D'abord, ce qui m'embête, c'est que cette polémique efface l'essentiel. L'essentiel, c'est qu'il y a un hommage de la Nation aux 41 Français, nos compatriotes qui ont été tués lors du pogrom du 7 octobre. Et c'est ça l'important. C'était il y a 4 mois. Alors, je ne fais pas de procès d'intention, ça a tardé à voir le jour, et moi j'étais le premier à être satisfait quand le président de la République, lors de sa conférence de presse à la mi-janvier, a dit qu'il y aurait cet hommage.
Parce qu'il ne faut pas perdre de vue, parce qu'une actualité en chasse l'autre, une polémique vient prendre la place d'une autre, que c'est le plus grand attentat depuis celui de juillet 2016 sur la promenade des Anglais à Nice, qui, en termes de victimes du terrorisme, et du terrorisme islamiste, et du terrorisme islamiste que Hamas...
Vous voyez bien que les mots que vous utilisez, vous, sans difficulté, les membres de la France Insoumise ne les ont pas utilisés. Ce qui a marqué l'opinion, ce qui aujourd'hui reste un sujet.
Moi, j'ai été heurté par les expressions de tel ou tel à ce moment-là. Donc, je comprends que d'aucuns puissent exprimer leurs émotions aussi. Mais, encore une fois, je ne veux pas, moi, alimenter cette polémique.
Non, mais ils font partie, pour certains d'entre eux, M. Gage, de vos alliés politiques, encore. La France Insoumise fait partie de gens avec lesquels vous travaillez.
Oui, sauf que c'est sur ce point que je fais partie de ceux qui ont exprimé le problème que ça posait au regard de la réaction après le 7 octobre. Donc, moi, je vais dire les choses positivement. si leur présence à l'occasion de cet hommage national est une manière de reconnaître que le Hamas est un mouvement terroriste et pas un mouvement de résistance, que nous sommes tous en solidarité avec nos compatriotes qui ont perdu des proches, que nous pensons aux trois otages français qui continuent à être détenus. Et moi, je veux les mentionner. c'est Ofer Calderon, c'est Orad Yalomi, c'est Orion Hernandez Radu. Nous avons trois de nos compatriotes qui sont encore en otage.
Et le fait d'être otage, c'est la poursuite du pogrom du 7 octobre.
Est-ce qu'il faut qu'ils mettent des mots sur les actes ? Est-ce que la présence suffira, selon vous, ou est-ce qu'ils doivent dire quelque chose de clair ?
Mais, vous savez, il y a eu ces actes terribles du 7 octobre. Il y a eu une guerre terrible, aujourd'hui. Et je suis le premier à dire que ça suffit, qu'il y a trop de victimes civiles palestiniennes, aujourd'hui.
Est-ce que les gens d'Aléfi doivent mettre des mots en plus de la présence ?

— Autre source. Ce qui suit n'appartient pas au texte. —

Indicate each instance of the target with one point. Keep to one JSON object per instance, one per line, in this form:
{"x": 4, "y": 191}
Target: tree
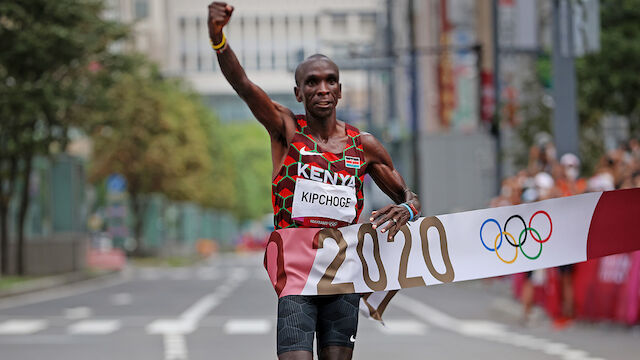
{"x": 47, "y": 46}
{"x": 152, "y": 136}
{"x": 608, "y": 80}
{"x": 252, "y": 169}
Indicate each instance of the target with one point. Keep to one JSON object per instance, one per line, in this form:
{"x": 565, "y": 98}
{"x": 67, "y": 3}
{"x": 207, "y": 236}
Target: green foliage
{"x": 608, "y": 81}
{"x": 536, "y": 119}
{"x": 250, "y": 150}
{"x": 44, "y": 72}
{"x": 152, "y": 135}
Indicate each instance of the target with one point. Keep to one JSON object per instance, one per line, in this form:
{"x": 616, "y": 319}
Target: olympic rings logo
{"x": 525, "y": 231}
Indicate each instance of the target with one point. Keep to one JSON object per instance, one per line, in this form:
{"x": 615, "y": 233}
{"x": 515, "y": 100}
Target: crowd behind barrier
{"x": 602, "y": 289}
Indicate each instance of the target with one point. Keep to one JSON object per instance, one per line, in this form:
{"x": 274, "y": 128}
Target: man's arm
{"x": 276, "y": 119}
{"x": 381, "y": 169}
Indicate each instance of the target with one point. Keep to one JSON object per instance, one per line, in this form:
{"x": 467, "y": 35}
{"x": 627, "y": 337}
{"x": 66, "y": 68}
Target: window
{"x": 140, "y": 9}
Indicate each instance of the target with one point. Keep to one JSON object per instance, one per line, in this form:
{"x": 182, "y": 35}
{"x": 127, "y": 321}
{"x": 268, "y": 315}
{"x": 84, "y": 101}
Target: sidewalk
{"x": 54, "y": 281}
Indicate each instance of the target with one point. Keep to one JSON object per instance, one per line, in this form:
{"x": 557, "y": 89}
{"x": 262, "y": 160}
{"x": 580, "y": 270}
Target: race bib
{"x": 325, "y": 205}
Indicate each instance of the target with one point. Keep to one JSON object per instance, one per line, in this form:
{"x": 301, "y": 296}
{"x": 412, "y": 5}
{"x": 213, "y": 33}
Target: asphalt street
{"x": 225, "y": 308}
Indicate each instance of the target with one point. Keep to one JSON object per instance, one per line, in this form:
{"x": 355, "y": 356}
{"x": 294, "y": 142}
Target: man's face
{"x": 318, "y": 87}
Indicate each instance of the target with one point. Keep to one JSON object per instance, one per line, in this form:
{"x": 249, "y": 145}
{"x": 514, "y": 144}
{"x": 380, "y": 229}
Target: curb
{"x": 49, "y": 282}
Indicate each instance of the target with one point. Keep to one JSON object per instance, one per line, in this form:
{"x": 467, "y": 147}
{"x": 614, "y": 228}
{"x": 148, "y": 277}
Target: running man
{"x": 319, "y": 163}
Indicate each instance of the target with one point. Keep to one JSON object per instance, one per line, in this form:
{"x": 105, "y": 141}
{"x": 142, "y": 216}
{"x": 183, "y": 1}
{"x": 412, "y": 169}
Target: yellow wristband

Dès le 8 octobre, j'ai dit que les mots n'étaient pas au rendez-vous et que c'était très problématique. Et que depuis, ces mots ne sont toujours pas venus et que ça demeure problématique. Si à l'occasion du 7 février, c'est une manière, dans un moment de concorde national, de dire qu'on peut à la fois condamner le Hamas comme mouvement terroriste, être solidaire, et dans le même temps dire qu'il faut que cette guerre cesse, que les victimes civiles palestiniennes ne soient plus dans ce nombre délirant, que la politique de l'extrême droite israélienne est problématique.
Moi, je peux partager un certain nombre d'observations, mais le fait, au début, de ne pas avoir eu cette empathie, cette compassion, cette humanité en partage, a forcément mille doutes. Mais vous voyez, déjà, on a passé trop de temps.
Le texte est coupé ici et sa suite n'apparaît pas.